I live in a small town in Northern Michigan — but a popular tourist destination. We do have a few packaging companies in the area, and they are rather large companies.

In the news today, an article explained that a Director of Operations at one of these packaging companies had been audited for suspicion of embezzlement. The person expensed more than $170,000 in just three years — for travel, parts and services for the company. The employee siphoned just over $132,000 of the expenses into a personal account.

The company determined that the employee submitted fraudulent invoices for parts, services and travel. Just one of the work trips totaled almost $10,000 — to China — a trip that didn't exist. The news went on to say that she offered to pay back the tens of thousands of dollars by setting up a payment plan.

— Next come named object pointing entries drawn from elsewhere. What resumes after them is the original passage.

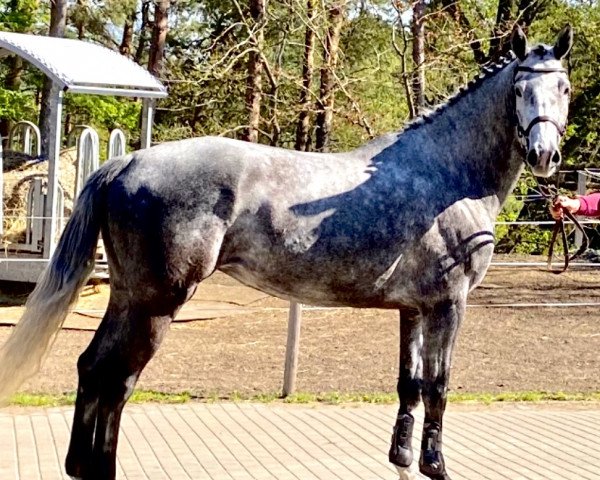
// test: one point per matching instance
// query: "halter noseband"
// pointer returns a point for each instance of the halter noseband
(524, 132)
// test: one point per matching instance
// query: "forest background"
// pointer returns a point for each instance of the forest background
(319, 75)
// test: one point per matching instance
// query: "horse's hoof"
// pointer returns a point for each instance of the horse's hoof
(407, 473)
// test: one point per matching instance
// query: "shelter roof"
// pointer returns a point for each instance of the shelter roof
(83, 67)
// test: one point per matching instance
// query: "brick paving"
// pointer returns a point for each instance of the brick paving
(227, 441)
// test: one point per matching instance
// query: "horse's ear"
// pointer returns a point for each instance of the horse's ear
(518, 43)
(564, 42)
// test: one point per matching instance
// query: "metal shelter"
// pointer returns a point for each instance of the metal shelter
(74, 66)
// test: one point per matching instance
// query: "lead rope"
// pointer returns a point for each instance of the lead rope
(550, 193)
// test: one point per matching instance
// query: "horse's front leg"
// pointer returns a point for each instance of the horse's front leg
(440, 325)
(409, 391)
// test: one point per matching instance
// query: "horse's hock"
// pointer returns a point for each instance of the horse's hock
(20, 173)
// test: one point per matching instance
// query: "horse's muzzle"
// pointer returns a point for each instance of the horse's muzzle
(543, 162)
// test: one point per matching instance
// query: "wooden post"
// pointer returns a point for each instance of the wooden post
(292, 349)
(54, 142)
(147, 114)
(581, 187)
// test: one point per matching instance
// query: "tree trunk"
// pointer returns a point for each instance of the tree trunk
(143, 37)
(335, 17)
(255, 68)
(58, 23)
(452, 8)
(418, 56)
(308, 66)
(159, 36)
(126, 46)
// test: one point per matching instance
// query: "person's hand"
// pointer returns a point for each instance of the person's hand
(562, 203)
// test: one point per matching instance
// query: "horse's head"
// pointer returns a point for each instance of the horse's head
(542, 92)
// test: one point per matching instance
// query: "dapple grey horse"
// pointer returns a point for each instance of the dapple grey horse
(404, 222)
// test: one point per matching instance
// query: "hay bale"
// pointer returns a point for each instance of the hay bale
(19, 172)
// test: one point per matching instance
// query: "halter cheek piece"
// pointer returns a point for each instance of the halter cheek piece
(559, 225)
(524, 132)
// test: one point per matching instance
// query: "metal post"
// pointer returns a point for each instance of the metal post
(54, 142)
(581, 188)
(147, 117)
(292, 349)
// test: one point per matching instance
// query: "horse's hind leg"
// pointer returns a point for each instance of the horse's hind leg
(440, 326)
(109, 369)
(409, 392)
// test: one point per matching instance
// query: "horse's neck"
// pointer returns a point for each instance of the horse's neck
(485, 137)
(472, 138)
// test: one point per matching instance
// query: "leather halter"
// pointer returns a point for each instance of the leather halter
(559, 226)
(524, 132)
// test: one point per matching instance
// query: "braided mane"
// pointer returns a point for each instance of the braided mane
(486, 72)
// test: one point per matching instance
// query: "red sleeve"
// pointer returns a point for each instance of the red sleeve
(589, 205)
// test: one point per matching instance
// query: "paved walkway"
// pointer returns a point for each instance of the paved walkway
(279, 442)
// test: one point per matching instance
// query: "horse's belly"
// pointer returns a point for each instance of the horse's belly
(311, 286)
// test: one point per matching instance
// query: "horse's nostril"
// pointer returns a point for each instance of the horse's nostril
(532, 158)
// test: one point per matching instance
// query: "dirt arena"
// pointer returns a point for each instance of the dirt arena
(230, 338)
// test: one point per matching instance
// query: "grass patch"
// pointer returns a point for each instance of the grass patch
(329, 398)
(67, 399)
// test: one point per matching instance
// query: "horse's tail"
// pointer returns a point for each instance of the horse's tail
(58, 286)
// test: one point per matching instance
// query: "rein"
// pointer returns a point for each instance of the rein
(550, 193)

The charges were brought by the prosecutor's office, after an investigation by the Michigan State Police Department.

The employee at this company worked there only three years and was promoted to director after one year.

So it got me thinking of how many employees this hurts, let alone the company overhead. How would the service manager, parts department, engineers ever determine this was happening? Do they see invoices?

This is something that workers on the floor shouldn’t have to worry about; but when it hits as a loss of parts and service it is a worry.

Should everyone have a stake in watching for situations like ordering a part and never getting it? Or worse, how to track parts and services that weren't needed, yet ordered. Should the floor manager (or whomever is responsible) follow up and ask why a part didn’t come in or a service was not scheduled — or is that overkill? There has to be a link to the floor and someone responsible for overseeing invoices.

If this can happen on this lower scale, imagine what could be happening at larger facilities. Procedures need to be in place to prevent this from happening, and I’m sure they are. However, a lackadaisical position of letting things go, such as with approving expenses and not asking questions or following up, can easily happen when we are so busy. 

The point is everyone is busy. And it’s up to each of us to do our job, and do it to the best of our ability. Those on the floor should not be responsible for being watchdogs … but is it necessary? Obviously, the accountability falls on the shoulders of the person who committed the crime.

One idea is to perform audits at least yearly. This person embezzled funds over three years. If the company had audited and found the fake invoices after one year, the loss would be much less. Another thought is to keep records electronically not manually. Computed records are much easier to track. And one more: Perhaps a two- or even three-person sign off on invoices before they even get to an expense report, and for the expenses themselves. 

The fallout has a trickle-down effect that potentially prevents a new part for a printer, a service call on a conveyor. It is worth looking into the checks and balances. It not only hurts the person who committed the crime but the entire company. If you work with the machinery or materials responsible for packaging products and keeping it all on a proper schedule, it is prudent to make sure a part ordered comes in. Follow up if you're unsure, because in the end it is partly your job to keep things flowing.